China’s financial regulators launched a crackdown on the illicit use of consumer finance for real estate or share investment purposes towards the end of last year, after reports emerged that realtors were working with banks in cities such as Beijing and Shenzhen to provide funds to homebuyers under the guise of personal consumer or business loans.
As a result of this increased regulatory pressure many of China’s smaller banks have suspended their provision of consumer mortgage loans since the start of 2018.
Shanghai Securities News reports that at the start of the year it was possible to obtain a six million yuan (approx. USD$950,000) consumer mortgage from a listed municipal commercial bank with a five year term and a monthly interest rate of 0.6%.
These terms were extremely favourable compared to rates of as high as 10% charged for standard home mortgages in China, as a result of lending curbs imposed as part of property market controls.
According to industry insiders the very size of such loans makes it apparent that they were unlikely to be used to fund regular consumption purchases.

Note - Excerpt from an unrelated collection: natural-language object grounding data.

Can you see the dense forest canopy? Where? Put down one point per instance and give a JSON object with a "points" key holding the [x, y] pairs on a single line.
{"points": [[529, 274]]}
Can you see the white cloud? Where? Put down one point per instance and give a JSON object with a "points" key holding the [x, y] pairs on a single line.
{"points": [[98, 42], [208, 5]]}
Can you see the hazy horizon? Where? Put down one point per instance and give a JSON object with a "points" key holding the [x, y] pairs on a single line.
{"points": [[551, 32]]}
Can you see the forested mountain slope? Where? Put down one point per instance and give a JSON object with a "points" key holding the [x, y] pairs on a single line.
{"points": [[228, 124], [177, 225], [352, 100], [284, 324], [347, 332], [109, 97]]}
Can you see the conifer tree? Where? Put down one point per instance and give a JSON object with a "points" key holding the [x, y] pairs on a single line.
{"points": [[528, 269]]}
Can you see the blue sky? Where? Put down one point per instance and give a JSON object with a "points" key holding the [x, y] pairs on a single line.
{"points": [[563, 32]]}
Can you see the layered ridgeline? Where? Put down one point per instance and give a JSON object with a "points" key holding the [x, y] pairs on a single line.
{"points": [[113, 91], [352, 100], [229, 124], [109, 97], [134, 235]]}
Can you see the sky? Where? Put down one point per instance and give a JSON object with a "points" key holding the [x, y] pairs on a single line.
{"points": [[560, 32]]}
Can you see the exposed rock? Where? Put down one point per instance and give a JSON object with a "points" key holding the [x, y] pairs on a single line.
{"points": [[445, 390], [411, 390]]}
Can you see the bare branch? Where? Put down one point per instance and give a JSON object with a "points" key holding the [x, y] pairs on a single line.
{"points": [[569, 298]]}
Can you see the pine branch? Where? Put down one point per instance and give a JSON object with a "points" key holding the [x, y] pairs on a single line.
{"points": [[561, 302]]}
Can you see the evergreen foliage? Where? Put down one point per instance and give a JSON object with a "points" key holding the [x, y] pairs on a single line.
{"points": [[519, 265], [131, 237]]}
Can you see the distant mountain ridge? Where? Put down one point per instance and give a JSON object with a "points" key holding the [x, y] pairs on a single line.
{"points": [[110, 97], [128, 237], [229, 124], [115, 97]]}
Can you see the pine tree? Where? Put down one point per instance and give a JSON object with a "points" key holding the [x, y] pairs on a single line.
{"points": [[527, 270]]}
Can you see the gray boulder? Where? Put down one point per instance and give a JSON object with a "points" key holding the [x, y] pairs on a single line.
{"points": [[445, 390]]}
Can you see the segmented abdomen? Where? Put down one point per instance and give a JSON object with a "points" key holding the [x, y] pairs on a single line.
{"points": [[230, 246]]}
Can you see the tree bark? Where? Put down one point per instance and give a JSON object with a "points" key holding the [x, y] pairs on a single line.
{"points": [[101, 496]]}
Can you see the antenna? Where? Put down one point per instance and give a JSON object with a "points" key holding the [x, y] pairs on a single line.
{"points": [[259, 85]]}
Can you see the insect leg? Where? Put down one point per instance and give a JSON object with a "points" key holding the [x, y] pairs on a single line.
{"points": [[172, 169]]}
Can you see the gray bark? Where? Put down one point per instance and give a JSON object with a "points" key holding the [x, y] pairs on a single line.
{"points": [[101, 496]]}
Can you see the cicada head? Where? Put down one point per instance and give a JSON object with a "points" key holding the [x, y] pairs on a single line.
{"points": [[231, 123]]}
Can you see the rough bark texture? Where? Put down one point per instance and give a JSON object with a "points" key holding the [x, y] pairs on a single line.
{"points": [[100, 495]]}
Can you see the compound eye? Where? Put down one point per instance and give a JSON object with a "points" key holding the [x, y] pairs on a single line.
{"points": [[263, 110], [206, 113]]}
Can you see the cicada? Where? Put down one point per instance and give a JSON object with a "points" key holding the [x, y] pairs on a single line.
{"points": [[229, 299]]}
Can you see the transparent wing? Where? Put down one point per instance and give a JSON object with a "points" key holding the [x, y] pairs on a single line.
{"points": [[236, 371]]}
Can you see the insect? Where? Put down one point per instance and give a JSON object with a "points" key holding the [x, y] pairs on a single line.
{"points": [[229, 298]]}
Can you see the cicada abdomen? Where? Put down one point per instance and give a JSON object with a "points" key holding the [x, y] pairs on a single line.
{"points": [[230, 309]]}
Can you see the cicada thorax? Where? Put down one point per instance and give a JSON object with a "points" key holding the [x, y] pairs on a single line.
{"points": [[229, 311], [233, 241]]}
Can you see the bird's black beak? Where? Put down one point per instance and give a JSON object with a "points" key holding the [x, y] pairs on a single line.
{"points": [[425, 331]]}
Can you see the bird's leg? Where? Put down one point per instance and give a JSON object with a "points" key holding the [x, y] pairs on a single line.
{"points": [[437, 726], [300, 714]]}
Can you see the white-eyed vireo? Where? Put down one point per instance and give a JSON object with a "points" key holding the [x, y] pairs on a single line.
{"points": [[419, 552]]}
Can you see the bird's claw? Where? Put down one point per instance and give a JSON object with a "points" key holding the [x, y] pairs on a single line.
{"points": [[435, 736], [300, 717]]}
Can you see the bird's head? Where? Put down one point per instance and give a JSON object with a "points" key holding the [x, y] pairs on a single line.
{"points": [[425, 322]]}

“Who would borrow several million yuan for consumption?,” said one executive at a municipal commercial bank to Shanghai Securities News, who points out that in the past funds from such loans were usually used for the down payments on residential properties.
According to the executive last year his bank reduced its consumer mortgage loan ceiling to 1 million yuan, before suspending them altogether. At present it only provides unsecured consumer loans, with a maximum amount of 300,000 yuan.
He said that the reduction in real estate-related lending is part of a “strategic withdrawal” that has become a trend amongst smaller Chinese banks, and also involves a shift in resources towards credit cards and major retail.